Monday, December 09, 2019

Monday Morning Links

Miscellaneous material to start your week.

- Rachel Shabi writes that UK Labour's plans for universal social investments would be both more compassionate and more efficient than the Conservative-created tearing patchwork.

- Simon Jäger, Benjamin Schoefer and Jörg Heining study (PDF) the positive effects of worker representation in corporate governance. And Michael Laris and Ian Duncan report on the consequences of Boeing's obsession with short-term capital interests which led it to conceal defects on its planes.

- Fiona Harvey reports on the vast swaths of ocean facing oxygen deficiencies caused by climate change - as well as on the latest research from the European Environment Agency showing how incremental economic gains (to the extent they exist at all) are far short of being worth the destruction of a liveable environment. And Matt McGrath reports on the Global Carbon Project's conclusion that global emissions continue to rise even as the visible effects of carbon pollution become far more difficult to avoid. 

- Finally, CBC News reports on the increase in support for proportional representation in the wake of Canada's federal election. And PressProgress points out some of what's missing from the Libs' throne speech.

Sunday, December 08, 2019

Sunday Morning Links

This and that for your Sunday reading.

- Tom Blackburn writes about the UK's rare opportunity to elect a government which is actually committed to empowering workers.

- Don Pittis writes that an effective transition toward a clean energy economy will result in far superior outcomes for workers than an insistence on propping up a dying fossil fuel sector. But Wal van Lierop points out the immense amount of lobbying the oil industry carries out to ensure it receives handouts and policy privileges over sustainable alternatives. 

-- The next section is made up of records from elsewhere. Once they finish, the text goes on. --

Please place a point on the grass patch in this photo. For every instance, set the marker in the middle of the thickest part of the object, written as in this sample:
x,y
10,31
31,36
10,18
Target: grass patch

- Gary Mason discusses the dangers of putting the health and well-being of seniors in care in the hands of distant foreign corporations. 

- Dina Al-Shabeeb highlights the growing number of working people struggling to survive poverty in Vaughan (and elsewhere). And Michael Spratt points out how cuts to Legal Aid systems leave everybody worse off by denying access to justice to the people who need it most.

- Finally, Graham Thomson points out both Jason Kenney's desire to create a political environment of perpetual conflict, and his utter inability to handle any punishment of his own a once he gets his wish.